Nick Zafeiropoulos1, Stephen Wastling1, Mary M Reilly2, Enrico De Vita3, Tarek Yousry1, and John Thornton1
1UCL Queen Square Institute of Neurology, London, United Kingdom, 2MRC Centre for Neuromuscular Diseases, London, United Kingdom, 3King's College London, London, United Kingdom
Synopsis
B1 field deviations above and below 100% of the
nominal prescribed values have been noted by previous authors as a potential source
of error in MRI CPMG T2 relaxometry. We show in simulations of
clinically realistic acquisition protocols that this effect causes fit
instability and loss of precision, and corroborate this with in vivo lower limb muscle image data. We
then introduce a B1 error polarity spatial regularization scheme,
and show that this improves parameter estimation accuracy.
Introduction
For the purpose of T2 relaxometry, the slice
selective CPMG multi-echo signal can be modelled accurately using a
slice-profile corrected EPG model. Assuming a single T2 component
this model would typically be parametrized in terms of T1, T2,
overall amplitude and B1f, which is a percentage scale factor
accounting for B1 transmit inhomogeneity, having a value of 100% for
a slice profile with 180° refocusing angle at its centre. B1f determines
the precise excitation and refocusing flip angles. Early work fitting these
models constrained B1f as 0
< B1f<100%1,2; i.e. it was assumed that for example
a nominal 170° refocussing pulse produces the same echo train as a 190°
pulse. Later work showed that this assumption fails for slice-selective pulses3.

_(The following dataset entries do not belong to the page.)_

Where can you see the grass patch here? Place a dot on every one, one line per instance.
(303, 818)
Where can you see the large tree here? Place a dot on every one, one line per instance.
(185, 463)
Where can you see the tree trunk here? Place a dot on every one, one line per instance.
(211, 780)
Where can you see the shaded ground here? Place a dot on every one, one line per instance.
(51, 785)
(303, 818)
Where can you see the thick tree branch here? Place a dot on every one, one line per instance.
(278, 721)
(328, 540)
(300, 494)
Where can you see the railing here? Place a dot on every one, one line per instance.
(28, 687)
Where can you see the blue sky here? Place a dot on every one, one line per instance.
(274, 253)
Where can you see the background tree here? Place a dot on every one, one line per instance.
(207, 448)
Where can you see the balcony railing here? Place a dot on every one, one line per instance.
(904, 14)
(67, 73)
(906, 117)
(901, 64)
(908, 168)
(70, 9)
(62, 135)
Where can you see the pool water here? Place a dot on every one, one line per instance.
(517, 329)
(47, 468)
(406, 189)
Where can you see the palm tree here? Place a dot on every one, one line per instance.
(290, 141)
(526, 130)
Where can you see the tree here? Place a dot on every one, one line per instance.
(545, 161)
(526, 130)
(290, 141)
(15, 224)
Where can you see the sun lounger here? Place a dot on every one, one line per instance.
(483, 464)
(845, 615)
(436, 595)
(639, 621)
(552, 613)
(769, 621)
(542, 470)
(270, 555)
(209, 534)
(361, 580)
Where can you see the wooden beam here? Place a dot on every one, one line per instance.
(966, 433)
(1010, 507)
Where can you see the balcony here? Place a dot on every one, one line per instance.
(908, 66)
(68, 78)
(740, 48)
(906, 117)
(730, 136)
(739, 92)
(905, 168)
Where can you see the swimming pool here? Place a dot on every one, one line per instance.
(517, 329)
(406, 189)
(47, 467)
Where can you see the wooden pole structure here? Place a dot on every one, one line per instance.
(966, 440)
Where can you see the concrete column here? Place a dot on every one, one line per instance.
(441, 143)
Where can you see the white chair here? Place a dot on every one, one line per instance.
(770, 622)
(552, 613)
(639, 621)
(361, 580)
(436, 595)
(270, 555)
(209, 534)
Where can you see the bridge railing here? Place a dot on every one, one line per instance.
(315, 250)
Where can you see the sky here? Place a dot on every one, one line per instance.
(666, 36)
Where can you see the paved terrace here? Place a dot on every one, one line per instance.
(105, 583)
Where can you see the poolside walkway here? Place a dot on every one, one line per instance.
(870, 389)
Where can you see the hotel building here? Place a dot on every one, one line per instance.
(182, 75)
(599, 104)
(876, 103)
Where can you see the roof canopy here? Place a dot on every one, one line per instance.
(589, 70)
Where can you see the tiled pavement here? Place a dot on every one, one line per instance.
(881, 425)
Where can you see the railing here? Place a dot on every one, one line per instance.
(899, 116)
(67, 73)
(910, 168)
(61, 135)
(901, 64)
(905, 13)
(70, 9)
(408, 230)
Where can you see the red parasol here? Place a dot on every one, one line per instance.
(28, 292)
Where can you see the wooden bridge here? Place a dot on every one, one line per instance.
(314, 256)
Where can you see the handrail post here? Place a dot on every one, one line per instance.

This may cause redundancy and hence instability in the parameter estimates,
since B1f equally above or below the correct value produces similar
but not identical signal models (Figure 1). Since transmit B1
typically varies smoothly and slowly across in vivo images, we expect B1f
to do the same. Therefore we hypothesise that locally constraining pixels to
have the same polarity of B1f (i.e. either all above, or all below,
the prescribed value) will yield more accurate parameter estimates. Aims
Our purpose was to characterise this source of error and
test a spatial regularization scheme to reduce parameter estimation bias. To
clearly elucidate these effects we first investigated their importance, and the
advantage of a spatial regularization approach in single component CPMG signal
simulations, and then illustrated an application in real world muscle T2
CPMG imaging data where the presence of fat in diseased tissue necessitates the
use of a multi-T2-component model.Methods
Simulations were performed in MATLAB using a single
component sEPG model, with Bloch equation simulated excitation and refocusing
profiles using RF pulse shapes from our 3T scanner (Siemens Prisma). Simulated
17 echo sEPG signals with 10ms echo spacing and varying Rician noise levels
were used to create synthetic images with varying B1f for a ground
truth T2 of 30ms, typical of healthy muscle at 3T; fitting was
performed using maximum likelihood estimation (MLE) (Figure 2) explicitly
accounting for Rician noise. The MLE method seeks the parameter values yielding
a global minimum in the log-likelihood. Due to noise contamination, in practice
each pixel may return a log-likelihood surface with, with respect to B1f,
a single minimum close to the true value, or due to the near symmetry of the
CPMG signal behaviour for B1f values with equal positive or negative
deviations from the nominal value, 2 local minima corresponding to these
respective conditions. In the later case one of these local minima is
identified as the global minimum, but random errors may in fact cause incorrect
assignment, producing an error in the parameter estimates (Figure 3).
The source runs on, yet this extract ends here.